Les frappes russes menacent les exportations agricoles ukrainiennes : un tiers des volumes pourrait disparaître
Les frappes russes menacent les exportations agricoles ukrainiennes : un tiers des volumes pourrait disparaître

L’intensification des attaques russes contre les infrastructures portuaires ukrainiennes pourrait entraîner une chute importante des exportations de céréales du pays, ont averti des responsables et des acteurs du secteur. Selon leurs estimations, les expéditions mensuelles pourraient diminuer d’environ un tiers si les frappes se poursuivent au même rythme.

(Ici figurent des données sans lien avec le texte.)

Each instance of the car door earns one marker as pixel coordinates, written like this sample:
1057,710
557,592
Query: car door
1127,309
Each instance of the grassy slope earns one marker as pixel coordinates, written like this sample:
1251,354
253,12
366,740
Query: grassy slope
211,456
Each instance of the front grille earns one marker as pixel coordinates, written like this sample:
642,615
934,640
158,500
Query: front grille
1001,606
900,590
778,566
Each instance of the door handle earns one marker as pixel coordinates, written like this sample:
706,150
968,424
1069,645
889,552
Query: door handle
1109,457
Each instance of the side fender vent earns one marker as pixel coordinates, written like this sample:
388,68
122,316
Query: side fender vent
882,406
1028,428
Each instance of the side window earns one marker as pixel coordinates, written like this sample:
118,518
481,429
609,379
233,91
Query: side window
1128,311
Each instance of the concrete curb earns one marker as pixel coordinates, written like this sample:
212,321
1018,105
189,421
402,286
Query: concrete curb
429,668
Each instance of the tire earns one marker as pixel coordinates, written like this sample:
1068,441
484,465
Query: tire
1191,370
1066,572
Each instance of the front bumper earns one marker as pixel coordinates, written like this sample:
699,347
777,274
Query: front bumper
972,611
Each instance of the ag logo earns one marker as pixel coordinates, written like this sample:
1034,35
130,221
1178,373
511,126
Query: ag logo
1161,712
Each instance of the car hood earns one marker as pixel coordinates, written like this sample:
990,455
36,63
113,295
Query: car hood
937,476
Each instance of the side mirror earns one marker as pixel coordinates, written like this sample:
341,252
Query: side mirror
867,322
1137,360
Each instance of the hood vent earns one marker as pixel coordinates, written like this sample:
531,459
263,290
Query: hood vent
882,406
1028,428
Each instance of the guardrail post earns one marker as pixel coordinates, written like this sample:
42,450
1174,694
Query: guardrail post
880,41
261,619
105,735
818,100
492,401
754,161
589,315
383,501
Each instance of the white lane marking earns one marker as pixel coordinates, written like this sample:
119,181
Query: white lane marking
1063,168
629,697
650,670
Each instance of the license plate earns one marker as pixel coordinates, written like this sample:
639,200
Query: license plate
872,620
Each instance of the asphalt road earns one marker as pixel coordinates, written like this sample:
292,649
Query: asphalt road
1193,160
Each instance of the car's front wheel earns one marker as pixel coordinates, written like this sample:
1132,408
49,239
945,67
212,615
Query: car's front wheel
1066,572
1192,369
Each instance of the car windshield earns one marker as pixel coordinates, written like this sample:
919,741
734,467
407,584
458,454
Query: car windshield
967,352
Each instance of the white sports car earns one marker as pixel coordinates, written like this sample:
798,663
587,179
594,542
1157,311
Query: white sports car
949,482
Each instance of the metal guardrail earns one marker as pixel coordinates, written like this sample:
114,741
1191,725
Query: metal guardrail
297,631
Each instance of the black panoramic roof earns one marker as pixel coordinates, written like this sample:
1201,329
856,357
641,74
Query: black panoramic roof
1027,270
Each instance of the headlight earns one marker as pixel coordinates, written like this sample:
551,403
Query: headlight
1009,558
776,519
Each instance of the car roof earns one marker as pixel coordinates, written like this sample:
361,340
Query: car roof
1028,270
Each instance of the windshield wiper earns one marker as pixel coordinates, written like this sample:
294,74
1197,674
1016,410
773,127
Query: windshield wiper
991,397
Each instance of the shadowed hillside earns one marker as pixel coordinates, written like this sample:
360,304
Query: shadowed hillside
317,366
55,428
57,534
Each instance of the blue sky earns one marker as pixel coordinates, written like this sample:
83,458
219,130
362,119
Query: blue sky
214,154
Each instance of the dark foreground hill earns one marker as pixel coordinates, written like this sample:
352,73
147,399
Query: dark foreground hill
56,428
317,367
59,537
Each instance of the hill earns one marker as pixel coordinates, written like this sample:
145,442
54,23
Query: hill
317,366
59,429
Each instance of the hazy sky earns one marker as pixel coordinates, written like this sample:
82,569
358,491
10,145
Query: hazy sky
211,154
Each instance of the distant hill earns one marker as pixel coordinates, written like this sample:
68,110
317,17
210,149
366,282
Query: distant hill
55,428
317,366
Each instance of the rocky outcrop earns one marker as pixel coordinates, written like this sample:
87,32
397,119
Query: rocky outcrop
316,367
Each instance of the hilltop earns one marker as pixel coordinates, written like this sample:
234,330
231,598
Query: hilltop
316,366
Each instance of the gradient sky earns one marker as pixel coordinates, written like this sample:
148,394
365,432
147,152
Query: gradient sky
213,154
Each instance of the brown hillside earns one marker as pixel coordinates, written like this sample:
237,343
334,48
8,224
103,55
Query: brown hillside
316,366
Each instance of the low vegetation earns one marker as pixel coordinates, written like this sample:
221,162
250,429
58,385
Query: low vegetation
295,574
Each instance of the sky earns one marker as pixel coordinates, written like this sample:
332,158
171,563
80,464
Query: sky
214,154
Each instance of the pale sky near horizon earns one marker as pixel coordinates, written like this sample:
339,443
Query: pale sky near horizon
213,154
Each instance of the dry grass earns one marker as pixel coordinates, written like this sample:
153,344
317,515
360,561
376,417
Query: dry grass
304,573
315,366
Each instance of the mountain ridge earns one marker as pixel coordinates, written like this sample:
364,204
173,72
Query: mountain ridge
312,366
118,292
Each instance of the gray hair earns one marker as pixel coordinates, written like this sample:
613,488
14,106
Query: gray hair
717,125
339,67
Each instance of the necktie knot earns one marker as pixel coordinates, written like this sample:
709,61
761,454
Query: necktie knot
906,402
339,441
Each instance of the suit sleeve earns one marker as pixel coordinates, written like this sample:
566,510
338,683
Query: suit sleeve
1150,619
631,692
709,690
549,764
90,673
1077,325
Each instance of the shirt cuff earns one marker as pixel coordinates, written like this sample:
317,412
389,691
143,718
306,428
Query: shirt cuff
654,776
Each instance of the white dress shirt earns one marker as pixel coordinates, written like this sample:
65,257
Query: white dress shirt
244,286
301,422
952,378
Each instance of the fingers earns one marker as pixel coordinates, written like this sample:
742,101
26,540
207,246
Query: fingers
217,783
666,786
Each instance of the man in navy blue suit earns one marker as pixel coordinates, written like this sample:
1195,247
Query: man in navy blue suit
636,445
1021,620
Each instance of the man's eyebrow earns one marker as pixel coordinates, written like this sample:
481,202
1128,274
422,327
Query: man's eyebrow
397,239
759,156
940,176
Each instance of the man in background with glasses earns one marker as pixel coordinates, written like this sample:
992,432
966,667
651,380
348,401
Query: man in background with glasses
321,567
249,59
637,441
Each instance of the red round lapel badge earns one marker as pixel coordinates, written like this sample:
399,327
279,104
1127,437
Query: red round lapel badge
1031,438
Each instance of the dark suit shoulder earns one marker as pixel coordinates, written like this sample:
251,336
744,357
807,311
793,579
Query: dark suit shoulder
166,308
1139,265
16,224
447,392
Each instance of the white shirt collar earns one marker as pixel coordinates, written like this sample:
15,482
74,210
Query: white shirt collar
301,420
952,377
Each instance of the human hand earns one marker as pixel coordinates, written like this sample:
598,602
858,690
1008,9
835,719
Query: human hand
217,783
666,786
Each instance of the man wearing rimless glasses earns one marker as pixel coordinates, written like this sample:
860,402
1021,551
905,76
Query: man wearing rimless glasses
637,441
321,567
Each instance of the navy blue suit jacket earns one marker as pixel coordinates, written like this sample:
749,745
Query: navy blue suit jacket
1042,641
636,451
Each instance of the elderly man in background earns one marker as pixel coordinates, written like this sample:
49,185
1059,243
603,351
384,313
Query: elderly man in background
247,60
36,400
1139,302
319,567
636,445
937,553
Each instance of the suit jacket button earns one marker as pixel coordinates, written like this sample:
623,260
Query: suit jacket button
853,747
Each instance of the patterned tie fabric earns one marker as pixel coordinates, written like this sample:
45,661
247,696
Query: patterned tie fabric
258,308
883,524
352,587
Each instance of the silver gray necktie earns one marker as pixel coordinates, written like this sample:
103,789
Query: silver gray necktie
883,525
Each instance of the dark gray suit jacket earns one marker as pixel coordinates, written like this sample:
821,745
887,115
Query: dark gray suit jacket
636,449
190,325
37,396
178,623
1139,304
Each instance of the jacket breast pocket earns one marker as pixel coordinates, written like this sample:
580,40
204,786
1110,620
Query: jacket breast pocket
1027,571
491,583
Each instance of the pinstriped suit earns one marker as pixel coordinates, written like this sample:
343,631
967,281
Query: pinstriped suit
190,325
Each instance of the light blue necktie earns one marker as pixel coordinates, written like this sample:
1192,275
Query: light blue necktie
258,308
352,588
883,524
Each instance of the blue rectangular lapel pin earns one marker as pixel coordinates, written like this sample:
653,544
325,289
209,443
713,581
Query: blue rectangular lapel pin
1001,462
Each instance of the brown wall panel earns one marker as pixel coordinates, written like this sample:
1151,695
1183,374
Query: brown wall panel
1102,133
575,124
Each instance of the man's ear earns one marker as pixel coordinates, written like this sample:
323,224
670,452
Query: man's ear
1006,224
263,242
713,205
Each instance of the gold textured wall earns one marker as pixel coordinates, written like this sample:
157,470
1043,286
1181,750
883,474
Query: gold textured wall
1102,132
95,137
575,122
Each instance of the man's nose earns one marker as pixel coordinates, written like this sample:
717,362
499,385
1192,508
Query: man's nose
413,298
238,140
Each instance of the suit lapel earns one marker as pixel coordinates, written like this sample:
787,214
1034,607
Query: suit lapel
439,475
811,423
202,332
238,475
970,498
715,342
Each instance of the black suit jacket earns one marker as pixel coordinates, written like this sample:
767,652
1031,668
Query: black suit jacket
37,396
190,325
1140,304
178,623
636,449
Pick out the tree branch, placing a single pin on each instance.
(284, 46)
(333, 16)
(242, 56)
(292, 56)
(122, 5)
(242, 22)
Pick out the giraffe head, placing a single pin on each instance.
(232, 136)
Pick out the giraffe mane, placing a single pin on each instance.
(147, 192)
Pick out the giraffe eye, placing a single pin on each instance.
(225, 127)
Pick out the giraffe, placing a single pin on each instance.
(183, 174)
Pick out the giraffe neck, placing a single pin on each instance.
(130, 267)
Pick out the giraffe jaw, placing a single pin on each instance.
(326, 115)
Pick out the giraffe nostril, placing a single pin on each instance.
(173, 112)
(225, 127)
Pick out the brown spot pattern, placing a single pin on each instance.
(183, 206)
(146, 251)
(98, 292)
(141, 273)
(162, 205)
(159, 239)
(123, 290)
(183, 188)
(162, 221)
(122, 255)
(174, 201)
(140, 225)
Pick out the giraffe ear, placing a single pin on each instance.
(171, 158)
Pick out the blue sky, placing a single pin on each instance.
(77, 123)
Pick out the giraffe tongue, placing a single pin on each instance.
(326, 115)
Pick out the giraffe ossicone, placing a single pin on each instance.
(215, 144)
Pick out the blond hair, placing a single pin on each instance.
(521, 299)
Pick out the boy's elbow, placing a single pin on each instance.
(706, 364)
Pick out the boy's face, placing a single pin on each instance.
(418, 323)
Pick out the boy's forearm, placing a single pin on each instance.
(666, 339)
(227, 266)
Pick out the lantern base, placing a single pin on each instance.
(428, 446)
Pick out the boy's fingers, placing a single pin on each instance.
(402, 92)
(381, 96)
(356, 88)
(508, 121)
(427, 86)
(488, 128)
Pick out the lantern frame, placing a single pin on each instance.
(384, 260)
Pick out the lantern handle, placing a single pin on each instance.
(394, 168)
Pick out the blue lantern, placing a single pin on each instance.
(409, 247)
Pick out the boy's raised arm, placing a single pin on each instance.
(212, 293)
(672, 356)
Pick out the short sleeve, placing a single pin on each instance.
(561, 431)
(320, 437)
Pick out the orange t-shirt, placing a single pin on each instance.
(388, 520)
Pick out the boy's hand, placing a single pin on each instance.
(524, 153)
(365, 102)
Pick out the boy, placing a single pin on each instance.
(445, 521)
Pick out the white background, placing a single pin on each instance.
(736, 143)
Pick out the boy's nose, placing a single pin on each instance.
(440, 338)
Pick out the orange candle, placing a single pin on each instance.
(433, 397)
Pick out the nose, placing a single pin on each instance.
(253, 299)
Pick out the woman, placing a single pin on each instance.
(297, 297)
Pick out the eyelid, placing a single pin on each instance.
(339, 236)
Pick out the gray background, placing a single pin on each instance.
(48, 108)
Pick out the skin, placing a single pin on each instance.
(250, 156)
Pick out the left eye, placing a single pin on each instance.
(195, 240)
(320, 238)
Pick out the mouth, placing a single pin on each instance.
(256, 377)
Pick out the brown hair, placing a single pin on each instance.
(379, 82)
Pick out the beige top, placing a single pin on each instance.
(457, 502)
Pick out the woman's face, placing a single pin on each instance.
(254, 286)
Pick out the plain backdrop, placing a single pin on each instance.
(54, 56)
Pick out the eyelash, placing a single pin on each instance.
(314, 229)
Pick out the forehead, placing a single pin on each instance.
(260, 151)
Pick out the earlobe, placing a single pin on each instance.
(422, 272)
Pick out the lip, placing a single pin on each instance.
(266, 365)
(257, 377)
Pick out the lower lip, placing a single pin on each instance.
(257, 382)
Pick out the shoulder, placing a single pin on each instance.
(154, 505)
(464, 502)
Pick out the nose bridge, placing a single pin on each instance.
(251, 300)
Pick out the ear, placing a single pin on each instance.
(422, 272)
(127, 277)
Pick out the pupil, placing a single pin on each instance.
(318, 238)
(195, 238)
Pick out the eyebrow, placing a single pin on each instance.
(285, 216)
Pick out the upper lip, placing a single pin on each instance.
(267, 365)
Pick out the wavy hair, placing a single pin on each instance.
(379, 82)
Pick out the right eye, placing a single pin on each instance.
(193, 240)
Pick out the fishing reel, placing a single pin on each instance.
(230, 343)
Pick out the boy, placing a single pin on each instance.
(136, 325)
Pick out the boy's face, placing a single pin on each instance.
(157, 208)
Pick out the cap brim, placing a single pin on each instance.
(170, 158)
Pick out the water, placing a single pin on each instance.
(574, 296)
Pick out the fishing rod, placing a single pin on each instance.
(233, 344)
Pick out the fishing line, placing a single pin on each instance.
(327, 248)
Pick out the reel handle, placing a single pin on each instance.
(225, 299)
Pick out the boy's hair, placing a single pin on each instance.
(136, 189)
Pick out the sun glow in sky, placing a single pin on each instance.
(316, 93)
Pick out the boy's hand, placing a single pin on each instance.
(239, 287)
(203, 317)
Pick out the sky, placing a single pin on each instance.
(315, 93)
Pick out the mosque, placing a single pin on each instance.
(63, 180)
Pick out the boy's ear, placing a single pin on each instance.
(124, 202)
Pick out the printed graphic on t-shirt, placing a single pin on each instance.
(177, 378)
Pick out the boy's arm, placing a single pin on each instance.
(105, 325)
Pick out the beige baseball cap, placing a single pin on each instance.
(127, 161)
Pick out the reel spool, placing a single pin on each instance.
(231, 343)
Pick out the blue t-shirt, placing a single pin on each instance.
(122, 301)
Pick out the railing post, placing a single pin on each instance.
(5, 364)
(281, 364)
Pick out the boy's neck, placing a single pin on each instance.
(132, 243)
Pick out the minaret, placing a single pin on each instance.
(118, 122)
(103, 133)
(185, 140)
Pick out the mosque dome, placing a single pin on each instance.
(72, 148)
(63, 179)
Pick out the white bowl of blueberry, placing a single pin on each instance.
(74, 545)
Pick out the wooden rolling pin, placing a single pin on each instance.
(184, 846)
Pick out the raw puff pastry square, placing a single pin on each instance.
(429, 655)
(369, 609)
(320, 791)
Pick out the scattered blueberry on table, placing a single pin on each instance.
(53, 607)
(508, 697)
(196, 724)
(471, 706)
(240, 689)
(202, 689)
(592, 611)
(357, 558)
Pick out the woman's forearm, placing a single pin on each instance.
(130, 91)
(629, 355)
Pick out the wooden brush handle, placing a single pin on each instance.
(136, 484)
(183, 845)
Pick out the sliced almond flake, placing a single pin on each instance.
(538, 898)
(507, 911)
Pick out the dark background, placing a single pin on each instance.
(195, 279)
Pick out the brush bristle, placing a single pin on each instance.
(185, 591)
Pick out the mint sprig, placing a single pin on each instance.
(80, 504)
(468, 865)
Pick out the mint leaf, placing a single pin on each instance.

L’Ukraine figure parmi les principaux exportateurs mondiaux de céréales et dépend largement de ses ports de la mer Noire pour acheminer sa production vers les marchés internationaux. Plus de 90 % des exportations du pays transitent par ces infrastructures stratégiques, faisant des ports une cible particulièrement sensible dans le conflit avec la Russie.

Des exportateurs et responsables du secteur ont indiqué que les attaques croissantes de missiles et de drones contre les ports, les navires, les voies ferrées et les installations énergétiques perturbent déjà les chaînes logistiques. Ces frappes augmentent les coûts, ralentissent les opérations et menacent la capacité de l’Ukraine à maintenir ses niveaux actuels d’exportation.

Après le déclenchement de l’invasion russe à grande échelle en février 2022, Moscou avait temporairement bloqué les principaux ports maritimes ukrainiens. Kiev avait alors été contrainte de réorienter une grande partie de ses exportations vers les ports du Danube. La situation s’était ensuite améliorée grâce à la mise en place d’un mécanisme permettant le transit des céréales par la mer Noire.

Aujourd’hui, les ports de la région d’Odessa traitent environ six millions de tonnes de marchandises par mois. Toutefois, selon Taras Vysotskyi, vice-ministre ukrainien de l’Économie, ce volume pourrait tomber à quatre millions de tonnes mensuelles si les attaques russes continuent de s’intensifier.

Les opérateurs portuaires font également face à des pertes financières croissantes. Depuis le début de la guerre, les dégâts subis par les terminaux portuaires sont estimés à environ 1,5 milliard de dollars. Les professionnels du secteur estiment ne pas être en mesure d’absorber seuls ces coûts sans un soutien supplémentaire.

Une baisse durable des exportations pourrait également entraîner une accumulation importante des stocks agricoles ukrainiens. Selon les estimations évoquées par les responsables du secteur, les volumes reportés pourraient atteindre jusqu’à neuf millions de tonnes de blé et de maïs, accentuant la pression sur l’économie ukrainienne et sur les marchés agricoles internationaux.